House with a Brick Veil
With increasing unplanned urbanization in several developing nations, most residential neighborhoods have become jungles of concrete and noise – both visual and aural. Built within a congested locality in Central Delhi, the House with a Brick Veil seeks to negotiate the fine line of privacy and connection with neighborhoods. It explores potential solutions for middle class multi-dwelling units built on tight site constraints allowing their residents to enjoy their connection with nature.
The site offered scant views except for a few scattered trees. It is enveloped on the South East, North West and North East sides by major and secondary roads respectively – subjecting one to ugly views of congested streets and high levels of noise especially during the day. The best light (from the south quadrant) and the worst views also concur in the same zones.
The brief was primarily to create a calm oasis within this chaotic neighborhood.
The House is built as a stack of 3 apartments – a duplex for the conservative retired couple and two smaller flats for their married children and families. The layout for the combined 1000 sqm floor plate (about 200 sqm per floor) residence utilizes the maximum permissible built-up area.
In keeping with a strong tradition of brick production in the region - the building was conceived as a brick masonry structure with a high thermal mass maximizing daylight and minimizing solar gain. A 345 mm thick “brick veil” wraps around the building - as a buffer between the home and the city - floating away from it at times to form intimate courtyards for light and ventilation.

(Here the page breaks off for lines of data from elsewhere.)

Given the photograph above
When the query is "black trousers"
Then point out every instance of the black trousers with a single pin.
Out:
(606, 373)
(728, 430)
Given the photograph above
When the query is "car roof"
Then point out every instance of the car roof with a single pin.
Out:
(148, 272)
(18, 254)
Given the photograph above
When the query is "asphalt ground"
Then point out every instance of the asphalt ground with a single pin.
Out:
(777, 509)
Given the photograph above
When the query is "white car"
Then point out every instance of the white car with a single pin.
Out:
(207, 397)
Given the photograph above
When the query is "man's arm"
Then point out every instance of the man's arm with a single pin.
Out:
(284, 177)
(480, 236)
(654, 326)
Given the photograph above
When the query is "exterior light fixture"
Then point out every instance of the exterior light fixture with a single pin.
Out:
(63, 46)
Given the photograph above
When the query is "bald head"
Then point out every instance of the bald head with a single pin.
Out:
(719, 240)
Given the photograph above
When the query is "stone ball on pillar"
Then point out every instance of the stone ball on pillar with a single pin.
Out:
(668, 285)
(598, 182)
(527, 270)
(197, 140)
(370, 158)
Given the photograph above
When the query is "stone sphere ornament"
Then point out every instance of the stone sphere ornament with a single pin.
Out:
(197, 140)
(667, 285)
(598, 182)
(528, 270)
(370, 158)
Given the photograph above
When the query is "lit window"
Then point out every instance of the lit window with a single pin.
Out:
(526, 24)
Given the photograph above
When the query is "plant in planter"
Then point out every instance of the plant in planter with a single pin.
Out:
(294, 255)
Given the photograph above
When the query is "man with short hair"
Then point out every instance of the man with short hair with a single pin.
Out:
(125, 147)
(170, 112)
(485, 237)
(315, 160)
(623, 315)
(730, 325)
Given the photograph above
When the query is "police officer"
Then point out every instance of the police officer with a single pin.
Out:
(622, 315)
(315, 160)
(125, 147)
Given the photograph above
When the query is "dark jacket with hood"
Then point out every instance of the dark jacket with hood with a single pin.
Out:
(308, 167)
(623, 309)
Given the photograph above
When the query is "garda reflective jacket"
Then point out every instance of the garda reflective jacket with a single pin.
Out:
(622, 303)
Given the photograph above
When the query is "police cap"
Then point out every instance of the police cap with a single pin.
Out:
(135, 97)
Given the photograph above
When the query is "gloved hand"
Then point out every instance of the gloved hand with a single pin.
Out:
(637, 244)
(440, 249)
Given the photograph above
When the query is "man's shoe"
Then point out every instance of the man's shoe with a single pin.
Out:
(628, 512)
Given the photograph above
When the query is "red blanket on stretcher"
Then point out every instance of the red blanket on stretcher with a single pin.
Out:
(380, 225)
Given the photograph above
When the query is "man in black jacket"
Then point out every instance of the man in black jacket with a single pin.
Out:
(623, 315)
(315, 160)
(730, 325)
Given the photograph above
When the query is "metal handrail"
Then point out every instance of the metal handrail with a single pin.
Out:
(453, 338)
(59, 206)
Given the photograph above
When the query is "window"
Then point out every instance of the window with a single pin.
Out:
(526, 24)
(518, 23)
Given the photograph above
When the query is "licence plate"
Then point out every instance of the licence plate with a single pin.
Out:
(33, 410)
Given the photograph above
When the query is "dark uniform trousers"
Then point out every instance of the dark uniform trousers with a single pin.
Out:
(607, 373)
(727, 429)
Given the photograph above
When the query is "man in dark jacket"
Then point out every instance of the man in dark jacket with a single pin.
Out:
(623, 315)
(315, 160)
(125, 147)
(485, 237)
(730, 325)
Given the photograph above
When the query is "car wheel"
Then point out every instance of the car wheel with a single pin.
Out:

The form of the house has been generated as a response to its context - a combination of its setting, climatic orientation, the building bye-laws and client requirements. This meant keeping living spaces away from the South East face, the noisier side of the road, which allowed the South winter sun to penetrate the house in cold Delhi winters. Sections were configured to respond to potential views from the house.
The geometry of openings in the brick veil is independent of the fenestration of each floor thus allowing a hit-and-miss line of sight through them - juggling privacy and framing views to the outside. Natural light and ventilation fill the building while screening residents from the heavy traffic nearby.
With courtyards on either side, rooms are laid around the core of living spaces. Folding doors and sliding partitions allow seamless flow of spaces for the small house to function flexibly. Small terraces are pulled into the house, flowing out from either side of the central living spaces into the twin courts to serve floating landscapes.
Materials that age gracefully over time have been used to keep the construction process honest while highlighting a high degree of artisanal craftsmanship. Details like stained glass windows and reclaimed doors are inserted into the new construction of exposed brick, cast in-situ terrazzo floors and planked concrete slabs; imbuing it with a modern narrative rooted in tradition.
The project was a finalist for the House of the Year at World Architecture News (WAN) Awards 2016.